Datwave’s Approach to Data Warehouse Modernisation
To ensure and support the evolution of the cornerstones of the new data warehouse, our approach consists of three key phases which examine four areas of intervention: the choice of cloud access strategy, the design of the reference architecture, data modelling, and roll-out of analytics solutions.
- Assessment Phase: This step analyses the current situation to evaluate technical and economic feasibility, organisational maturity, and data availability to identify the best strategic direction.
- Conceptualisation Phase of Foundation: Creating the main founding pillars of the new data warehouse, especially in terms of architecture, data model, and implementation guidelines.
- Implementation Phase: Execute, measure, and improve. This involves activating and configuring the cloud architecture components, developing the new data model, and implementing the analytical and reporting use cases.
Technologies Enabling Modern Data Warehousing
Luca Natali, Associate Data Engineer at Datwave, explains the main technologies enabling the development of a modernised data warehouse platform.
The main technologies for modern data warehouses are cloud-native services that offer complete management from raw data to visualisation dashboards. These services can be grouped into five basic categories:
- Raw Data Layer: Object-storage services for structured, semi-structured, and unstructured data. Examples: Amazon S3, Google Cloud Storage, Azure Blob Storage.

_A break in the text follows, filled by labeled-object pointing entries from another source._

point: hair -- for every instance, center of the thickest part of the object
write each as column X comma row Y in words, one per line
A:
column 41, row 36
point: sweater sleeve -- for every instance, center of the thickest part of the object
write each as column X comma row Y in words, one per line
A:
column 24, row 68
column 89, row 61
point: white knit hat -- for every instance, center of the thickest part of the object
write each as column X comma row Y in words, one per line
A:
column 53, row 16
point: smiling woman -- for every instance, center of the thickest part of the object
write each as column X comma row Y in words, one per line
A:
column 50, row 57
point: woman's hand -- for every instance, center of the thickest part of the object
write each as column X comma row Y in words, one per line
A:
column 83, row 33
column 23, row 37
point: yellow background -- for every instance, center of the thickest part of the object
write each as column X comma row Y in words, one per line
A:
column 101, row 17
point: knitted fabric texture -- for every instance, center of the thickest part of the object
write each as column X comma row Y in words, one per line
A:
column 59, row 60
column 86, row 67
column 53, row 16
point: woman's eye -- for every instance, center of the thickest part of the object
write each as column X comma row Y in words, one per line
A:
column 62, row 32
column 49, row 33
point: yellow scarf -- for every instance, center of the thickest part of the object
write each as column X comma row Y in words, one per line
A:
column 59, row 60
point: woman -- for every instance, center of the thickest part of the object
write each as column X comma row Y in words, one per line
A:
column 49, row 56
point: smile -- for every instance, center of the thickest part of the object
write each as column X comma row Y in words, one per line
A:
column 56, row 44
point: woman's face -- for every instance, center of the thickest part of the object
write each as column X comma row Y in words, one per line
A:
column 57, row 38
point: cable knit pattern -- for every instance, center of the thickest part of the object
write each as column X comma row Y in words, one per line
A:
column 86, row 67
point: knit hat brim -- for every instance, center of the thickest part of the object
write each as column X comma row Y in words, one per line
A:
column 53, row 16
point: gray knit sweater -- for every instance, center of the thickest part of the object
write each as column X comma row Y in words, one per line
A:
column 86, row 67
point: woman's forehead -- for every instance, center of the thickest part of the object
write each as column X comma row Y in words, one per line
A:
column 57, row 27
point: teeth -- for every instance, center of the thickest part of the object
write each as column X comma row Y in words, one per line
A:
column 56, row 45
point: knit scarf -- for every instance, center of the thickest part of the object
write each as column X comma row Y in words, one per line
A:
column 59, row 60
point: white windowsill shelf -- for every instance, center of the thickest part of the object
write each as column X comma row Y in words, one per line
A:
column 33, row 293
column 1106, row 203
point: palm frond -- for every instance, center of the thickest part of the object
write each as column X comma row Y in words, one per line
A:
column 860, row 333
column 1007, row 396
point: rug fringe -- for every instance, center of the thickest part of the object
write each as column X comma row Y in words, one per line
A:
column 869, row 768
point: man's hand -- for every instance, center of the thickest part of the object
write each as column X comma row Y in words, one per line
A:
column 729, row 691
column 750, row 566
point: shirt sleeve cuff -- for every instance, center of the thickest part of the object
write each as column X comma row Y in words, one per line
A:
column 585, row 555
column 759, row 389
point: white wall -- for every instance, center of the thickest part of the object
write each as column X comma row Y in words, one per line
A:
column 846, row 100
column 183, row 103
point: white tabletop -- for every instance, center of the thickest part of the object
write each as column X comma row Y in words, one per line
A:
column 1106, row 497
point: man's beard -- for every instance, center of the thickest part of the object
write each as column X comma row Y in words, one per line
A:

- Data Integration: Managed and scalable processing tools for distributed data processing. Examples: Amazon Glue, Azure Data Factory, Google Dataflow.
- Data Warehousing: The primary component where data is saved in the table format. Examples: Amazon Redshift, Google BigQuery, Azure Synapse Analytics.
- Visualisation/Reporting: Services for developing reports and data visualisation dashboards. Examples: Amazon QuickSight, Microsoft Power BI, Google Data Studio.
Examples include: Amazon QuickSight, Microsoft Power BI, Google Data Studio.
“Even for customers who have already brought their data warehouse to the cloud, modernisation can offer further benefits on top of those already obtained with the first migration of the data warehouse.”
Modernising your data warehouse with Datwave ensures you gain greater flexibility, platform reliability, and a significant reduction in operational tasks, making your data management chain—from ingestion to reporting—more efficient and robust.